Heading west may be best for Japanese players

If history is any indication, adjusting to the big leagues may be a bit more difficult for Daisuke Matsuzaka while playing on the East Coast.

Originally Published: December 15, 2006
By Rob Neyer | ESPN Insider
In case you haven't noticed, the track record of Japanese stars heading to the cauldron of Northeast baseball is not real good. Sure, the Pacific time zone teams have done well with Asian players: Ichiro Suzuki, Hideo Nomo, Kenji Johjima, Shigetoshi Hasegawa, Akinori Otsuka ... all these players have been as good as their first U.S. teams could possibly have hoped. The East Coasters, though? Not so much.

Granted, only five Japanese players have gone straight from the Japanese Central or Pacific League to a team east of the Appalachians. I would argue that Tsuyoshi Shinjo, who joined the Mets in 2001, shouldn't be considered a potential impact player because he really wasn't a star in Japan. That leaves four: pitchers Hideki Irabu (Yankees) and Masato Yoshii (Mets), outfielder Hideki Matsui (Yankees) and second baseman Kazuo Matsui (Mets).

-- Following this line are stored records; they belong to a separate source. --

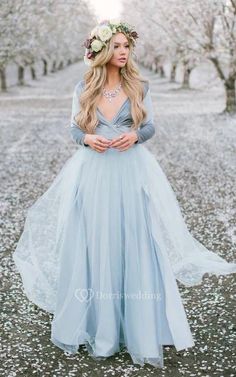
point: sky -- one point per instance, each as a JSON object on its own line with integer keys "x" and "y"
{"x": 106, "y": 9}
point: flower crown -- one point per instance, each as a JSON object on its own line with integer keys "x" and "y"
{"x": 102, "y": 33}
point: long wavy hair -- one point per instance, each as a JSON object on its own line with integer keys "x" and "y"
{"x": 95, "y": 79}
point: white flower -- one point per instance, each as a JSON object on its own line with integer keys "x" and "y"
{"x": 87, "y": 61}
{"x": 94, "y": 32}
{"x": 104, "y": 33}
{"x": 96, "y": 45}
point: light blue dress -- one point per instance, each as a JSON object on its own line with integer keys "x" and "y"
{"x": 103, "y": 246}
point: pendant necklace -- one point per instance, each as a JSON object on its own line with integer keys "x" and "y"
{"x": 109, "y": 94}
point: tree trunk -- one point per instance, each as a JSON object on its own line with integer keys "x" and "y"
{"x": 173, "y": 71}
{"x": 21, "y": 71}
{"x": 3, "y": 79}
{"x": 185, "y": 83}
{"x": 33, "y": 72}
{"x": 230, "y": 95}
{"x": 54, "y": 66}
{"x": 45, "y": 67}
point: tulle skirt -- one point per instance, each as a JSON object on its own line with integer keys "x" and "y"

Two of those players were unmitigated disasters. Irabu was jeered by Yankees owner George Steinbrenner and picked up a decidedly unflattering nickname: Head-achy I-rob-you. He was never particularly healthy, and he never pitched particularly well. Kaz Matsui joined the Mets in 2004, with an impeccable track record. In Japan, he was a power-hitting shortstop, averaging 29 homers per season over his last four seasons. When the Mets got him, he was still only 28, theoretically in the prime of his career. In the three seasons since then, Matsui has hit 13 home runs. Rarely has $20 million been spent so ill.